The spring rises (as they often unfortunately seem to do) in a clump of brambles and thorn bushes, beside a field boundary to the west of the path. A couple of large stones stick out of the mud beside it – whether they a the remnants of any more notable structure, or whether they are just randomly lying there or have fallen in from a wall there is no way of telling. There is also the remains of an old bucket, but that is by the by.
There is no immediate local attachment to St Cybi in the area and there are no surviving traditions attached to the well. The name is clearly of some antiquity; the tithe maps of the 1840s identify the name of the field in which the well lies as Cae Ffynnon Cybi.
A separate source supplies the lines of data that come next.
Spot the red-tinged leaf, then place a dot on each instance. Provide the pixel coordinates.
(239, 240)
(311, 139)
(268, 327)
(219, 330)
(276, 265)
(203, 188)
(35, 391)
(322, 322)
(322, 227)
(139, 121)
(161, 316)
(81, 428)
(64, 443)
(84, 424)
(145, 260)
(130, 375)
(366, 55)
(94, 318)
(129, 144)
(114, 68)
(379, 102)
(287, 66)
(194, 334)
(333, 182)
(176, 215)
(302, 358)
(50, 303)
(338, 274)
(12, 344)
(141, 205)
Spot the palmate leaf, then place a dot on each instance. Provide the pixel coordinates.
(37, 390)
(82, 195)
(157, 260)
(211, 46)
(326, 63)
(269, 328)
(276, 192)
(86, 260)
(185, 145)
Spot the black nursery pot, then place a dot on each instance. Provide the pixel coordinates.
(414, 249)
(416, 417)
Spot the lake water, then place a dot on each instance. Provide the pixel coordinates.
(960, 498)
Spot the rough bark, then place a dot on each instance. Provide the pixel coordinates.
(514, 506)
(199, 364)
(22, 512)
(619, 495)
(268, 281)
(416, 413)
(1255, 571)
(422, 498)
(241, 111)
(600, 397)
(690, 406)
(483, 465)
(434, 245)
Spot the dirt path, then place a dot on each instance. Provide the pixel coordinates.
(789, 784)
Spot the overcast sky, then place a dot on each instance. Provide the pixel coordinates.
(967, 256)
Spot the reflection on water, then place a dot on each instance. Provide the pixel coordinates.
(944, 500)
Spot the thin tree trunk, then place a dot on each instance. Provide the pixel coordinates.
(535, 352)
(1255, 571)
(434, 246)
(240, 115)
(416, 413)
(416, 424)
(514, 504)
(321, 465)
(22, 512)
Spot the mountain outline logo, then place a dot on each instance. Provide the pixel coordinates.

Although this begs the question of when the “Bach” was added to the name, Ffynnon Cybi Bach is how it is recorded in the Historic Environment Record. The well is about 8 miles to the west of the more illustrious Ffynnon Gybi at Llangybi. The suggestion is that the name is a remnant of the pilgrimage route along the north coast of the Llyn Peninsula towards Bardsey with which so many of the wells on this coast claim an association. Cybi’s name is certainly associated further west along the route with rocks in the sea by Aberdaron and off the coast of Bardsey itself having the name Carreg Gybi.
To be fair, Ffynnon Cybi Bach is potentially in a much better state then many wells, with a bit of trimming back the vegetation it would be a decent spring, in a prime location beside this brand new path. Just a shame that it is so totally lacking in any historic record.